Conforme o relato de uma das lideranças, que não se identificou, era esperado apenas a ameaça de invasão do grupo que poderia ser assentado no local.

“Nós fomos surpreendidos pela tropa de choque, que chegou atirando, não dialogou nada. Nos desrespeitaram, nós também somos humanos, buscamos o diálogo. É conversando que a gente se entende. Recuamos, e eles continuaram atirando”, explica.  

Momento do despejo  

Em vídeo gravado e divulgado pelos indígenas, é possível ouvir o som de bombas e escutar os policiais mandando os indígenas irem “para trás da cerca”, em meio a gritos de mulheres e crianças.  

“Nós somos humanos também, que nem vocês”, grita uma Guarani Kaiowá na gravação.

Segundo as lideranças, pelo menos três indígenas foram atingidos por disparos de balas de borracha, no joelho, nádegas e barriga. Idosos também passaram mal em decorrência do gás lacrimogêneo.

Ameaças  

As lideranças Guarani e Kaiowá solicitaram apoio da Funai e do MPF ainda pela manhã de sábado.  

No mesmo período, relataram ter sido ameaçados por fazendeiros e por lideranças que estão organizando o grupo de famílias cadastradas para o assentamento.  

Além disso, ruralistas prometeram reunir um contingente maior de pessoas para ocupar o local e retirar os indígenas.

Assentamento ilegal  

Os indígenas de Laranjeira Nhanderu têm denunciados, há meses, a iniciativa ilegal de criação de um assentamento nos limites da área ancestral.  

A área é reivindicada como de ocupação tradicional e tem sido incluída no estudo antropológico para a demarcação do território.

Segundo as lideranças do povo, “Ramão”, pai do vereador Adão Evandro Leite, de Rio Brilhante, buscava concordância dos indígenas sobre a afirmação de que a área não estaria dentro do estudo da Funai.

Além disso, declararam que Ramão estaria afirmando que a terra não seria área indígena e que deveriam concordar com o avanço do assentamento.  

Os Guarani e Kaiowá negaram qualquer anuência e denunciaram a pressão ao Ministério Público Federal (MPF), à Fundação Nacional do Índio (Funai) e a apoiadores.

O território

O território de Laranjeira Nhanderu está incluído nos estudos da Terra Indígena (TI) Brilhantepegua, ainda em processo de identificação e delimitação.
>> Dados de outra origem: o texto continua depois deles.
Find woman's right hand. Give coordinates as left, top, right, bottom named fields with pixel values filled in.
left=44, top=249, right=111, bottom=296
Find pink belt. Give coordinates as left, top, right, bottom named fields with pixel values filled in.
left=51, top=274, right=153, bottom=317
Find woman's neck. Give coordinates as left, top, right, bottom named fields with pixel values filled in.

Mesmo com o processo demarcatório em curso, os indígenas foram forçados a viver por mais de 15 anos numa pequena faixa de mato nos fundos da fazenda Santo Antônio, ligada à fazenda Inho, onde ocorreu a retomada realizada no sábado.  

Ação ilegal da Polícia Militar  

Conforme a avaliação do assessor jurídico do Conselho Indigenista Missionário (Cimi) Regional Mato Grosso do Sul, Anderson Santos, o despejo foi realizado sem respaldo legal.  

Algo que repete outras ações extrajudiciais já ocorridas no estado, como o despejo contra o povo Kinikinau, em 2019.

“A exemplo do que aconteceu também com os Kinikinau, não foi de fato um cumprimento de uma ordem de reintegração de posse. Foi o Estado tomando partido a favor de um particular, no caso o proprietário rural, e em desfavor da comunidade indígena, que tem uma pauta legítima, reivindicando a demarcação de um território”, explica o assessor jurídico.

Ao entrar em contato com o Batalhão de Choque da Polícia Militar, a redação do Correio do Estado não obteve informações sobre a ação. Apenas foi informado que em breve os policiais devem deixar a área rural e passar mais detalhes.